27 На обороте листа с началом статьи Ф.Левина находится финал статьи В.Николаева «О творческом состязании: (Заметки о взаимодействии искусств)», опубликованной в № 6; почтовый штемпель от 20.05.1964.

28 Более того, в финал Левин добавил своего рода реплику на апрельскую редакционную статью в «Правде» (Высокая требовательность: [Обзор ред. почты] // Правда. 1964. 11 апр.), в которой Солженицына обвиняли в «уравнительном гуманизме», ненужной жалостливости и прочем, что не «вдохновляет читателя на борьбу за социалистическую нравственность». При этом редакция опиралась на мнение, якобы высказанное читателями в письмах: «...большинство наших читателей отмечают, что в свое время о произведении А.Солженицына было сказано в нашей печати немало добрых слов. Но эта справедливая поддержка никак не означает, что все в повести безоговорочно хорошо, что она может служить высоким образцом, чуть ли не эталоном литературного творчества». Подобные доводы и парировал Левин в своей статье: «В речи на встрече руководителей партии и правительства с деятелями культуры и искусства 8 марта 1963 года Н.С.Хрущев говорил, что тема жизни людей в ссылке, в тюрьмах, в лагерях — “это очень опасная тема и трудный материал”, что писать об этом должны не любители сенсаций и “жареного”, а люди, чувствующие ответственность “за наш сегодняшний день и будущее нашей страны и партии”. Именно с таким чувством ответственности подошел к этой теме А.Солженицын в своей повести. Не скрывая правды, рассказал он о нарушениях революционной законности, которые были распространены в нашей стране в период культа личности Сталина и принесли большой ущерб народу и партии. Но повесть А.Солженицына не рождает упаднических настроений и чувств, она убеждает в жизнестойкости советского человека <...> Образ Ивана Денисовича — жизнеутверждающий образ. Правдивая повесть А.Солженицына по праву занимает видное место в нашей современной литературе».
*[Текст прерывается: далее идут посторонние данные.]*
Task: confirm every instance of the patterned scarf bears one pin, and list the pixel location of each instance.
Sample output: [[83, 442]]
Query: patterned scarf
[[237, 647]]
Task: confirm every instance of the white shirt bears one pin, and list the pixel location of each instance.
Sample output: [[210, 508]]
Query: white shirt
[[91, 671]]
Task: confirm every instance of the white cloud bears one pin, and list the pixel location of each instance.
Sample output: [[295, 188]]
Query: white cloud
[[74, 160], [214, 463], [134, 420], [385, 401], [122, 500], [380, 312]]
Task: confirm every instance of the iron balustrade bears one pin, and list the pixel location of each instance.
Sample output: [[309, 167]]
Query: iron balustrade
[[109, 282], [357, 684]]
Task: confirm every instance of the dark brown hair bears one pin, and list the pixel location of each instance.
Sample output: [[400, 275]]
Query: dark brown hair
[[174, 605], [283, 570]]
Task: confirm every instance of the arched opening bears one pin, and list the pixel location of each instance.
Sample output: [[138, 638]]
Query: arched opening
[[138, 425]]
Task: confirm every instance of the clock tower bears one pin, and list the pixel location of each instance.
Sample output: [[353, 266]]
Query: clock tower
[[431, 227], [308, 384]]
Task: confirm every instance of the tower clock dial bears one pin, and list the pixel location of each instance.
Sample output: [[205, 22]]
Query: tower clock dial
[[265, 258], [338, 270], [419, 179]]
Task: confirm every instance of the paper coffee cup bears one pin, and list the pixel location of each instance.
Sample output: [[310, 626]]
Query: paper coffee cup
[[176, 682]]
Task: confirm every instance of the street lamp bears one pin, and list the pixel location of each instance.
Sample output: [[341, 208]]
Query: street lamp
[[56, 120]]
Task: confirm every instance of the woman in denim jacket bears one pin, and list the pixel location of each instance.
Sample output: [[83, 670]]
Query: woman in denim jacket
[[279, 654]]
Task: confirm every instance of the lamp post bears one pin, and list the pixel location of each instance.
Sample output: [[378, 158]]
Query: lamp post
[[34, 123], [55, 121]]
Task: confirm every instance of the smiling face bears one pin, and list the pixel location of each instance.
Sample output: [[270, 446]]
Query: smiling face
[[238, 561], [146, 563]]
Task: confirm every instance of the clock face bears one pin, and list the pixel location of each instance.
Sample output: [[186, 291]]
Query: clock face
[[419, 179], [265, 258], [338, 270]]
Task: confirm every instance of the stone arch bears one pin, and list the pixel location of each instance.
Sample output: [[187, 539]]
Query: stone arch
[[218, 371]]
29 Петр Нилович Демичев (1918–2010) — партийный и государственный деятель, член ЦК КПСС (1961–1989), кандидат в члены Политбюро ЦК КПСС (1964–1988).

30 Солженицын А. 2018. С. 118.

31 Рукопись и письмо (см. далее) принесла Эткиндам Q (Кью) — Елизавета Денисовна Воронянская (1906–1973), многолетняя помощница, машинистка и хранительница рукописей Солженицына. В 1973 г. после обысков и многочасовых допросов в КГБ указала место хранения «Архипелага ГУЛАГ» и умерла при неизвестных обстоятельствах. Ср.: «Много доброго Екатерина Фёдоровна сделала для Кью — посещала в болезнях, помогала врачами, приючала у себя на даче» (Солженицын А. 2018. С. 472).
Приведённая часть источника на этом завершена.